Mittwoch, 6. Oktober 2004

 

Lesung: Psalm 45,11–12.14–15.18

11 Höre, Tochter, sieh her und neige dein Ohr, vergiß dein Volk und dein Vaterhaus!
12 Der König verlangt nach deiner Schönheit; er ist ja dein Herr, verneig dich vor ihm!
14 Die Königstochter ist herrlich geschmückt, ihr Gewand ist durchwirkt mit Gold und Perlen.
15 Man geleitet sie in buntgestickten Kleidern zum König, Jungfrauen sind ihr Gefolge, ihre Freundinnen führt man zu dir.
18 Ich will deinen Namen rühmen von Geschlecht zu Geschlecht; darum werden die Völker dich preisen immer und ewig.

1. Das ansprechende Frauenbildnis, das uns vorgestellt wurde, ist das zweite Bild des Diptychons, aus dem Psalm 45 besteht, das heitere und frohe Hochzeitslied, das uns die Liturgie der Vesper zu lesen aufgibt.

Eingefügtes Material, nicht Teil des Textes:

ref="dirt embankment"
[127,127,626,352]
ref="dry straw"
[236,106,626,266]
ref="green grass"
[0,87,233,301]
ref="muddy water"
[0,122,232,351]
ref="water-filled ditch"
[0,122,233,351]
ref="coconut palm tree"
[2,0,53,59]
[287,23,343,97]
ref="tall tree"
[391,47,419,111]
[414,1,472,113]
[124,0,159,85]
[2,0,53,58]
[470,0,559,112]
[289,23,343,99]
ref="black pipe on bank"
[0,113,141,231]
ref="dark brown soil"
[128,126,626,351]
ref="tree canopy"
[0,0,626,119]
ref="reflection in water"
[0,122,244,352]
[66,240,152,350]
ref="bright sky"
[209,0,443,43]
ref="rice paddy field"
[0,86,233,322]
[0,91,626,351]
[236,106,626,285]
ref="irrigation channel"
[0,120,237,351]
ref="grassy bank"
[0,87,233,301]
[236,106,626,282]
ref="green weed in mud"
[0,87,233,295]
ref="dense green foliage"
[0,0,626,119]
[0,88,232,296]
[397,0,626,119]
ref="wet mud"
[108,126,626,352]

Nachdem wir also den König betrachtet haben, der Hochzeit feiert (vgl. V. 2–10), richtet sich unser Blick auf die Gestalt der Königin und Braut (vgl. V. 11–18). Der hochzeitliche Ausblick erlaubt uns, diesen Psalm allen Ehepaaren zu widmen, die mit Intensität und innerer Frische ihren Ehebund leben, das Zeichen eines »tiefen Geheimnisses«, wie der Apostel Paulus es nennt, das Zeichen der Liebe des himmlischen Vaters zur Menschheit und der Liebe Christi zu seiner Kirche (vgl. Eph 5,32). Aber der Psalm eröffnet noch einen anderen Horizont.

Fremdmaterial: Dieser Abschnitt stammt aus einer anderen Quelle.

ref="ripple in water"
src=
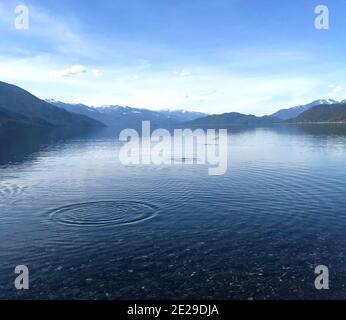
[0,182,27,198]
[49,201,156,227]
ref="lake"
[0,125,346,299]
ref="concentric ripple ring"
[49,201,157,227]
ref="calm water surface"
[0,126,346,299]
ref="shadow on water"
[0,124,103,166]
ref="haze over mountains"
[0,82,346,132]
[272,99,339,120]
[46,100,207,129]
[0,82,104,129]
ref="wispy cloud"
[53,64,87,77]
[329,84,344,94]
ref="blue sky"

Denn im Rampenlicht steht der jüdische König, und deshalb hat die spätere jüdische Tradition gerade in diesem Ausblick ein Profil des davidischen Messias gesehen, während das Christentum den Hymnus in ein Lied zu Ehren Christi verwandelt hat.

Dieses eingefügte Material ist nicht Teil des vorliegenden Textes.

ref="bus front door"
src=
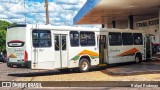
[145,35,152,59]
[54,34,68,68]
[99,35,107,64]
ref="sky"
[0,0,87,26]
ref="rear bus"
[6,25,29,67]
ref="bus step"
[98,64,107,66]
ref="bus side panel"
[6,27,26,66]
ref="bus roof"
[8,24,145,33]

2. Jetzt aber konzentriert sich unsere Aufmerksamkeit auf das Profil der Königin, die der Hofdichter, der Autor des Psalms (vgl. Ps 45,2), mit viel Feingefühl zeichnet. Der Hinweis auf die phönizische Stadt Tyrus (vgl. V. 13) legt die Vermutung nahe, daß es sich um eine fremdländische Prinzessin handelt. Besondere Bedeutsamkeit erhält also die Aufforderung, das Volk und Vaterhaus zu vergessen (vgl. V. 11), das die Prinzessin hat verlassen müssen.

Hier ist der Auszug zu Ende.